BHP Petroleum Great Britain Ltd v Chesterfield Properties Ltd (2001)

Summary

Covenants by a landlord that were expressed to be "personal" to that landlord were not "landlord covenants" and could not, therefore, be released by notice served under s.8 Landlord and Tenant (Covenants) Act 1995. * Leave to appeal to the House of Lords refused.

Facts

Appeal by the first defendant ('Chesterfield') and cross-appeal by the claimant ('BHP') from the decision of Lightman J which held that: (i) covenants by Chesterfield that were expressed to be "personal" to it were not "landlord covenants" and so could not be released by notice served under s.8 Landlord and Tenant (Covenants) Act 1995; but (ii) no liability on the part of Chesterfield had at that point arisen under the terms of a works defects clause ('the defects clause'). By an agreement for lease between Chesterfield and BHP, Chesterfield agreed to carry out certain refurbishment works to premises that it would then let to BHP for a term of 20 years. The defects clause in the agreement provided that Chesterfield would remedy any building works defects occurring within the period prescribed by the agreement, such as "any physical damage to the demised premises manifesting itself during the defects period, or any defect that would result in physical damage to the demised premises manifesting itself during the defects period". Furthermore, it was provided that all obligations in the agreement on the part of Chesterfield were personal to it. The works were completed and the lease was duly executed. Chesterfield then transferred the reversion to an associated company and served the s.8 notice. BHP served no counternotice. In due course three of the toughened glass units cladding the outside of the premises fractured. BHP contended that the use of such units was a defect in the premises that Chesterfield was liable to make good under the defects clause by replacing all of the units, not merely those that had fractured. Chesterfield contended that: (a) it had been released from any liability under the defects clause by the s.8 notice; and (b) the use of the units was neither "physical damage" nor a "defect which will result in physical damage" in respect of the demised premises within the meaning of that clause.

Held

Personal covenants are not within the Landlord & Tenant (Covenants) Act 1995.The court also ruled on questions of construction of the lease and agreement for lease concerning the extent to which provision had been made for the original landlord to bear some liability in respect of defects in the property.

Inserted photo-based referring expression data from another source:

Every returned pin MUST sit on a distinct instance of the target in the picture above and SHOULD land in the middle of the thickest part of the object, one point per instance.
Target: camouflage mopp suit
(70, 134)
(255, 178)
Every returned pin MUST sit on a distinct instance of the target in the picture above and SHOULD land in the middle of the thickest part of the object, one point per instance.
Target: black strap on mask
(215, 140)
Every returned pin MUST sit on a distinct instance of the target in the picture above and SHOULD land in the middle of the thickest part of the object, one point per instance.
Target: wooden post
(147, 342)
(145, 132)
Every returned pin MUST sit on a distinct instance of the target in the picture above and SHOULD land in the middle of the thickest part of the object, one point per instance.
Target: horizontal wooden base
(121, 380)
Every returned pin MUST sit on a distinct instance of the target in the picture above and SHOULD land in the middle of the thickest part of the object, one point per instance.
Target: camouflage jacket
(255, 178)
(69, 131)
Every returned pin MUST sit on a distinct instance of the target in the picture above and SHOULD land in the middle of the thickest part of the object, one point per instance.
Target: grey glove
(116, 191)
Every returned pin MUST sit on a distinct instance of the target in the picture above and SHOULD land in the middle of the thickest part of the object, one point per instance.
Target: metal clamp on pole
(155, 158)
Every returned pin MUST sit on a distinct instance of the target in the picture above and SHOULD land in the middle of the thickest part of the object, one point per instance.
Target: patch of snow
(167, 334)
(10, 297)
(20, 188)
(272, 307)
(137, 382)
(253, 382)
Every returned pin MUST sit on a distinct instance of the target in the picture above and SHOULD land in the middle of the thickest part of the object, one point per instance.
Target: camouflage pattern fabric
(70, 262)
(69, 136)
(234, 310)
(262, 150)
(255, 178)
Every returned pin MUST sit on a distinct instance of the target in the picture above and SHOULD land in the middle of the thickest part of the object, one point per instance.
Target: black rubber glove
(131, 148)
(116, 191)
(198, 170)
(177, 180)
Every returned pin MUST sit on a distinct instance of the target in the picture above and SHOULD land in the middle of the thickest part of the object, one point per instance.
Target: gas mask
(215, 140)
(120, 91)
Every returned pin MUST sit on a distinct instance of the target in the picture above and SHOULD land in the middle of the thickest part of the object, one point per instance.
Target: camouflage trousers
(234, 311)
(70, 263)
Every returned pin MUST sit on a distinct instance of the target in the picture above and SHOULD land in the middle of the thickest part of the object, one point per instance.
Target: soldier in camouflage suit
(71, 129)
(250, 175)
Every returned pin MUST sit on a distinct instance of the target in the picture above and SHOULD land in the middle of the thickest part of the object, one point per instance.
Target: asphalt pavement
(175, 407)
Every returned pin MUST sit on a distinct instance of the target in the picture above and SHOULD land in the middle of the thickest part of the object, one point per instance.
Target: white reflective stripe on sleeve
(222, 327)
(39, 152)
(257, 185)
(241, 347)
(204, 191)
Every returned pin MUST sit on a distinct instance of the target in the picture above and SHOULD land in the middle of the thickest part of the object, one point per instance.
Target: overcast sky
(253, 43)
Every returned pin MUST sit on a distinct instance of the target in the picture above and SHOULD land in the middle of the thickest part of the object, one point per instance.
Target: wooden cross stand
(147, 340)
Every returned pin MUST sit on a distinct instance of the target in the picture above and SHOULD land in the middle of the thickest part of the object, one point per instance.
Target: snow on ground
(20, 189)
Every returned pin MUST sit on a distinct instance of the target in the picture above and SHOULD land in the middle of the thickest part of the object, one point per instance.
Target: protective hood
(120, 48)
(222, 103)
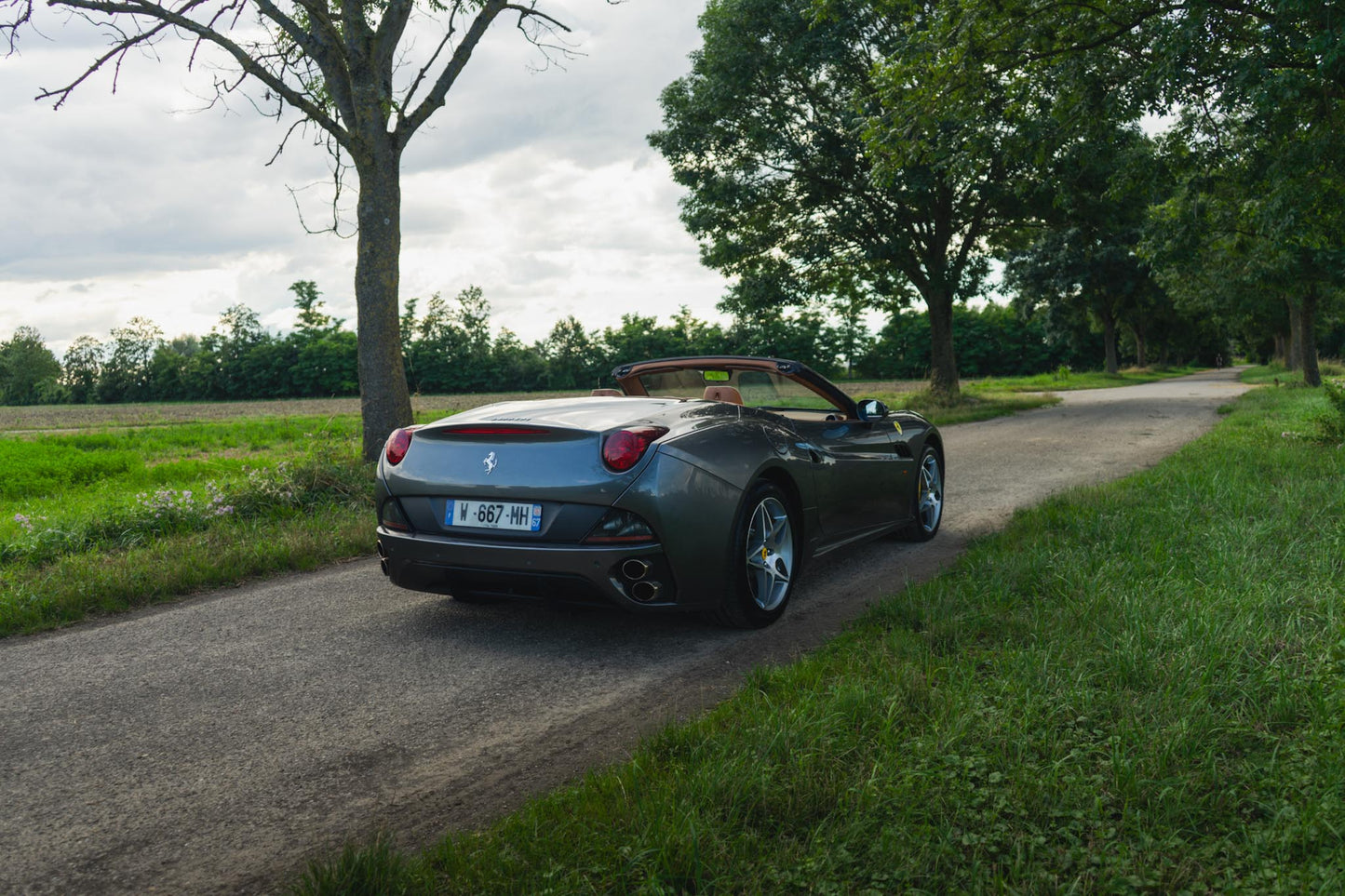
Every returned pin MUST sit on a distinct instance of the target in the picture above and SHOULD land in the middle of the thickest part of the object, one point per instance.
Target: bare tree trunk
(1109, 338)
(383, 401)
(1141, 347)
(943, 364)
(1296, 331)
(1308, 337)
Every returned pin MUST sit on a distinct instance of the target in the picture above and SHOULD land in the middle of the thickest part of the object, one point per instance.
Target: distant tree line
(882, 153)
(450, 346)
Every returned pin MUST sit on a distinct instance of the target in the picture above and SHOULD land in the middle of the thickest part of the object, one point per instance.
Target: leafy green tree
(516, 365)
(30, 373)
(452, 346)
(767, 135)
(801, 335)
(82, 367)
(573, 358)
(359, 78)
(126, 374)
(312, 320)
(171, 368)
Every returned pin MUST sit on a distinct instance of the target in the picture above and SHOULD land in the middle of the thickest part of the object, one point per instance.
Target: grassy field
(1136, 688)
(109, 507)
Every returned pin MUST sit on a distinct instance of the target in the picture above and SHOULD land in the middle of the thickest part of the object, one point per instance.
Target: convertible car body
(701, 483)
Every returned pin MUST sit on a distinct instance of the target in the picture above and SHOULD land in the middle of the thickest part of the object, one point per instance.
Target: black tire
(927, 498)
(761, 582)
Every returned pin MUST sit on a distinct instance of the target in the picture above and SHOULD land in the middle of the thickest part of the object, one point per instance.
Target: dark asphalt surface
(215, 744)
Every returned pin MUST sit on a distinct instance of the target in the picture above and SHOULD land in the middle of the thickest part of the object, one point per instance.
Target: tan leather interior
(722, 393)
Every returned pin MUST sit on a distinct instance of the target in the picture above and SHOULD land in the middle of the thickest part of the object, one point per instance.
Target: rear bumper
(568, 572)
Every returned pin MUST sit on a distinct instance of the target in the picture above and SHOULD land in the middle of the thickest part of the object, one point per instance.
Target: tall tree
(767, 133)
(126, 373)
(29, 371)
(1090, 220)
(82, 365)
(1274, 69)
(353, 72)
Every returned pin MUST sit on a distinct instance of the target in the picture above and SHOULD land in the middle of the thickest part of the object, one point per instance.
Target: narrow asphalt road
(215, 744)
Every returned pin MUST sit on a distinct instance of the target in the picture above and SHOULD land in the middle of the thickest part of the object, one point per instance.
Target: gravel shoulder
(215, 744)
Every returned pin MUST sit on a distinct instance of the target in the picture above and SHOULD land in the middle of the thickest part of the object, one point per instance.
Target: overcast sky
(537, 186)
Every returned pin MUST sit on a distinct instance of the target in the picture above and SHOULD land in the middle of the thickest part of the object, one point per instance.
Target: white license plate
(494, 515)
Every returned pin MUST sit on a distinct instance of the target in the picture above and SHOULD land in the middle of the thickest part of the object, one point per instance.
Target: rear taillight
(625, 447)
(398, 444)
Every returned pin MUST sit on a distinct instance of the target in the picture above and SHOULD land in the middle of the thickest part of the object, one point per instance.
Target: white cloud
(537, 186)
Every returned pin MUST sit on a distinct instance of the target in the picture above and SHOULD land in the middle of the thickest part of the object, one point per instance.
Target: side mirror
(872, 409)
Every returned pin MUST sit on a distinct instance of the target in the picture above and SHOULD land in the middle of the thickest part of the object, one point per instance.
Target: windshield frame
(628, 376)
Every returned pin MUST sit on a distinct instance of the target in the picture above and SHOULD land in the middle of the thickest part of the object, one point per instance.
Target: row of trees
(452, 347)
(876, 153)
(862, 154)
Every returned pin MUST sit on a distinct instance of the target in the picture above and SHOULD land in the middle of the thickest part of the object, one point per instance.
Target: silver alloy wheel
(930, 492)
(770, 554)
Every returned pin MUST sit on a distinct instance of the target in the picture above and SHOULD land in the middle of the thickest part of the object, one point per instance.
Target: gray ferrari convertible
(701, 483)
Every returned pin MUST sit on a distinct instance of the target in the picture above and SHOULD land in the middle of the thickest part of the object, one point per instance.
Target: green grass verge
(114, 519)
(1136, 688)
(1066, 380)
(1277, 373)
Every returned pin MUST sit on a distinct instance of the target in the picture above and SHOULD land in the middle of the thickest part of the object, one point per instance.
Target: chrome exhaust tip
(644, 591)
(635, 569)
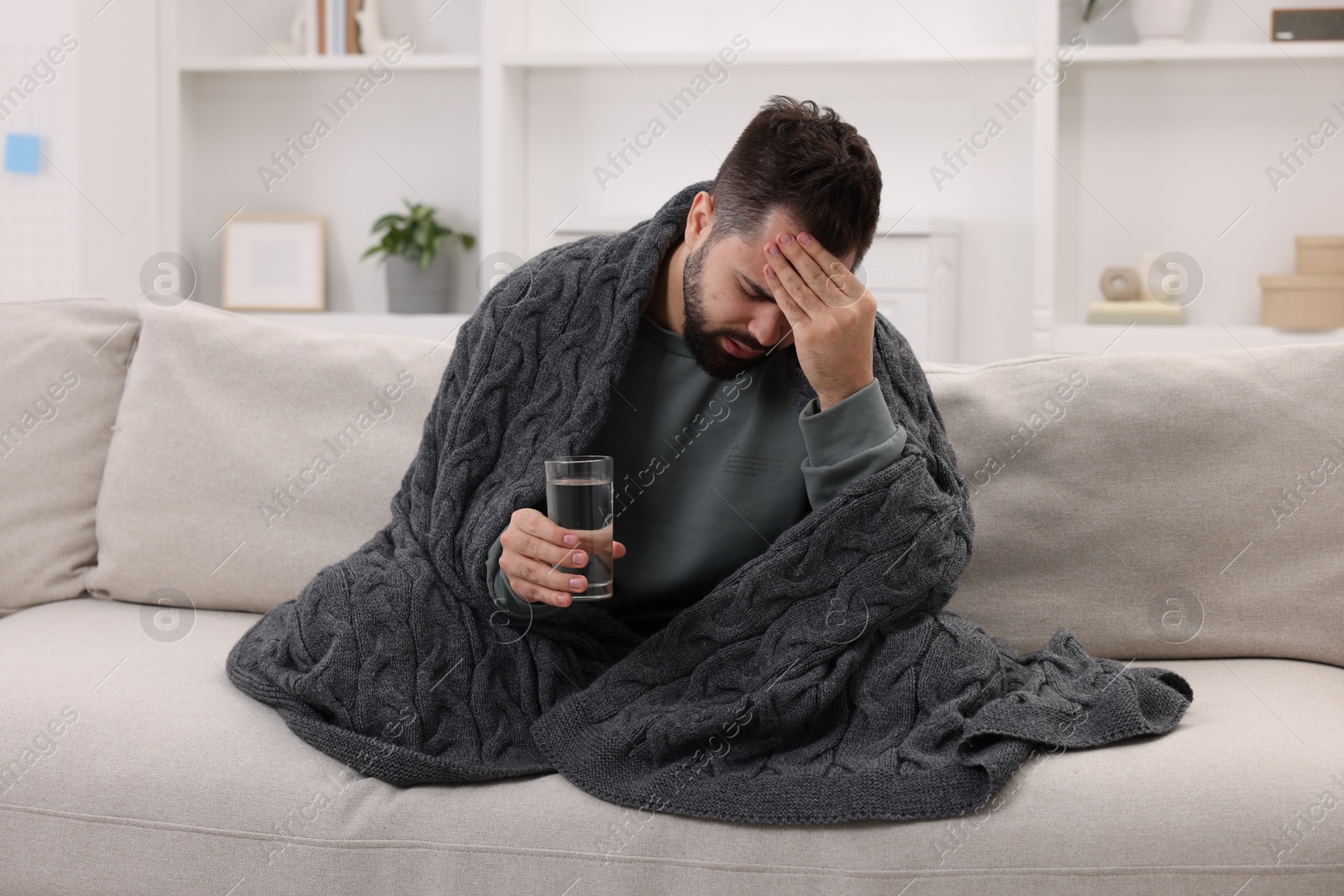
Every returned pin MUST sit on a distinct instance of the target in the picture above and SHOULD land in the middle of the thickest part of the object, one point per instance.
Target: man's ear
(699, 219)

(1) The answer to (i) supra lay in the definition of a landlord covenant in s.28 of the Act. The words "for the time being" indicated that for a covenant to be a landlord covenant it had to be one that fell to be complied with by the person who might from time to time be entitled to the reversion. By definition, a personal covenant could not qualify. It followed that the judge had correctly decided this issue in favour of BHP. (2) In the second limb of the defects clause the words "manifesting itself during the defects period" applied not to the "physical damage" but to the "defect". This being the case, the defects clause imposed liability on Chesterfield to replace all the glass units. (3) There was nothing in the Act to fetter the freedom of contracting parties to place a contractual limit on the transmissibility of the benefit or burden of obligations under a tenancy.

Appeal dismissed. Cross-appeal allowed.

* The House of Lords refused an application by Chesterfield Properties Ltd for leave to appeal in this case on 22 April 2002.